No noontide bell invites the country round:
Tenants with sighs the smokeless towers survey,
And turn-th' unwilling steeds another way:
Benighted wanderers, the forest o'er,
Curs'd the sav'd candle, and unopening door;
While the gaunt mastiff, growling at the gate,
Affrights the beggar whom he longs to eat.
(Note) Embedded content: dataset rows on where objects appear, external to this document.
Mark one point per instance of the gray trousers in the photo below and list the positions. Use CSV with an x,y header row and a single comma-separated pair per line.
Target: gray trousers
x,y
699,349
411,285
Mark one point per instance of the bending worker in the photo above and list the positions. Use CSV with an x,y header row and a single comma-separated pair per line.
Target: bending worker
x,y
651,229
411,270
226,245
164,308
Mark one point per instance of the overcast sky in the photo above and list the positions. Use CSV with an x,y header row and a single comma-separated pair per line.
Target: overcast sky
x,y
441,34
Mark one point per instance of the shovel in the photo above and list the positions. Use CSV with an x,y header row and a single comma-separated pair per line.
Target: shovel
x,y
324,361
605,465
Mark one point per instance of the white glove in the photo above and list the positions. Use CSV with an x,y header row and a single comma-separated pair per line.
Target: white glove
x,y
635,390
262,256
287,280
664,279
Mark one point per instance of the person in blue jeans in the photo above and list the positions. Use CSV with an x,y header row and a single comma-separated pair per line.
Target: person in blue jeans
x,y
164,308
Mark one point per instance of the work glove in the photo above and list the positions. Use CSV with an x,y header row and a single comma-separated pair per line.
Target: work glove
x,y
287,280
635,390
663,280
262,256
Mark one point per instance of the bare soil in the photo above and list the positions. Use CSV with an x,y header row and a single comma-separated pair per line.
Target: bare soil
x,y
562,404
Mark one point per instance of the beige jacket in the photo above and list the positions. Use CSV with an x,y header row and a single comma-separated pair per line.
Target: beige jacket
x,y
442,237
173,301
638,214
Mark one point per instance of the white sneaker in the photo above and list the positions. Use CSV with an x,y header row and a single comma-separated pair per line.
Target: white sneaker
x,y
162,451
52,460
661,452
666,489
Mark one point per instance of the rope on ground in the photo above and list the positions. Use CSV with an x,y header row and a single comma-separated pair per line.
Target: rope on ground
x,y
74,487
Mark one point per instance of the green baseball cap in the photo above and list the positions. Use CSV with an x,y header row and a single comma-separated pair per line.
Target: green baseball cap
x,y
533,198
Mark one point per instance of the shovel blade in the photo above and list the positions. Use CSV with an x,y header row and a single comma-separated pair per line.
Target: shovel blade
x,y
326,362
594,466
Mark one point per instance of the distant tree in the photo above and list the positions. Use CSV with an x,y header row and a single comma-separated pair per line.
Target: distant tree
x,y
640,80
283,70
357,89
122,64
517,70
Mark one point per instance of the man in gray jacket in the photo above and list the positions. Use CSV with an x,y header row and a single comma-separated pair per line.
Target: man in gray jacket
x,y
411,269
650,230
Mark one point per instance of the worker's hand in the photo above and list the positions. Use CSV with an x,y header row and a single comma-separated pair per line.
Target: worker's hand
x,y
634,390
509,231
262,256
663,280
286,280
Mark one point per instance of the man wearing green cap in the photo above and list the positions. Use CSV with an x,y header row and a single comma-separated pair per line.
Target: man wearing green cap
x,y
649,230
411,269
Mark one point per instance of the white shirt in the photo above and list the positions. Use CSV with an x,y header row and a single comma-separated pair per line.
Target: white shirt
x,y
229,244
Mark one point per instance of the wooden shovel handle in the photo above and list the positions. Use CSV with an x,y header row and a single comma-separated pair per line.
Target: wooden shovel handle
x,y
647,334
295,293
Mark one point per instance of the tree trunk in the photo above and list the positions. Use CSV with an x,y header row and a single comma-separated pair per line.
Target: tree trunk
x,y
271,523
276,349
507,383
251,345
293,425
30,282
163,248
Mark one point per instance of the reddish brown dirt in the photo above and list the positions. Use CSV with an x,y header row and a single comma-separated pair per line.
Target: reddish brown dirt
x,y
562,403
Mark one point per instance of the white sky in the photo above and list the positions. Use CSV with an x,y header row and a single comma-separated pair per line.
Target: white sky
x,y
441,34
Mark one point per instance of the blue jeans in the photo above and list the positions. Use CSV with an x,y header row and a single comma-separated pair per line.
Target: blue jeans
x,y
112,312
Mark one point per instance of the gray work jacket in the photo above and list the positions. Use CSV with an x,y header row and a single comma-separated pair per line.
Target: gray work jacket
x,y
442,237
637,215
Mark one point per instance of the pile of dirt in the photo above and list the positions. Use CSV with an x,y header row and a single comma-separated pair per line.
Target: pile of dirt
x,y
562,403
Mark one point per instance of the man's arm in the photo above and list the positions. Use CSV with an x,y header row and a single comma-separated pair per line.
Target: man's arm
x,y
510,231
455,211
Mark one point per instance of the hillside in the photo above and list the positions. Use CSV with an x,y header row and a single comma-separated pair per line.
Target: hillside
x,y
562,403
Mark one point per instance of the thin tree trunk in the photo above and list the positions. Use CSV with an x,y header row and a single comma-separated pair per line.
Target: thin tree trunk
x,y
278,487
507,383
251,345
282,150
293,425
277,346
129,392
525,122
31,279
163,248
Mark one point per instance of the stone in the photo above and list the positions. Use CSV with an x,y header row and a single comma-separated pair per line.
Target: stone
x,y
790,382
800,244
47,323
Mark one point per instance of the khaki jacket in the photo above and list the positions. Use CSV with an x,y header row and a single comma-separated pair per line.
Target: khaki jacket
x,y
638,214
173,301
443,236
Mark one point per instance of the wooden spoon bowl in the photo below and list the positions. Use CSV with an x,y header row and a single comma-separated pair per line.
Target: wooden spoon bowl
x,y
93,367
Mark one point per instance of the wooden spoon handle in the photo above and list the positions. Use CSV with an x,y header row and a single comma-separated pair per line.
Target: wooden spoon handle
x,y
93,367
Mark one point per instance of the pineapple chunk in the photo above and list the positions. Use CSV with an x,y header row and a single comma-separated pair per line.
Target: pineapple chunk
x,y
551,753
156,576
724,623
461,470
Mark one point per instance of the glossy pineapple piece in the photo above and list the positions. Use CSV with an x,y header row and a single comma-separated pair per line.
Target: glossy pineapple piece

Not so his son: he mark'd this oversight,
And then mistook reverse of wrong for right.
(For what to shun, will no great knowledge need;
But what to follow, is a task indeed.)
Yet sure, of qualities deserving praise,
More go to ruin fortunes, than to raise.

What slaughter'd hecatombs, what floods of wine,
Fill the capacious 'squire, and deep divine!
Yet no mean motives this profusion draws,
His oxen perish in his country's cause;
"Tis George and Liberty that crowns the cup,
And zeal for that great house which eats him up.
The woods recede around the naked seat,
The Sylvans groan-no matter-for the fleet:
Next goes his wool-to clothe our valiant bands:
Last, for his country's love, he sells his lands.
To town he comes, completes the nation's hope,
And heads the bold train-bands, and burns a pope.
And shall not Britain now reward his toils,
Britain that pays her patriots with her spoils?
In vain at court the bankrupt pleads his cause,
His thankless country leaves him to her laws.
The sense to value riches, with the art
T' enjoy them, and the virtue to impart,
Not meanly, nor ambitiously pursued,
Not sunk by sloth, nor rais'd by servitude;
To balance fortune by a just expense,
Join with economy, magnificence;
With splendor, charity; with plenty, health;
Oh teach us, Bathurst! yet unspoil'd by wealth!
That secret rare, between th' extremes to move
Of mad Good-nature, and of mean Self-love.
B. To worth or want well-weigh'd, be bounty
given,

And ease, or emulate, the care of Heaven;
(Whose measure full o'erflows on human race)
Mend Fortune's fault, and justify her grace.
Wealth in the gross is death, but life diffus'd;
As poison heals, in just proportion us'd:
In heaps, like ambergris, a stink it lies,
But well dispers'd, is incense to the skies.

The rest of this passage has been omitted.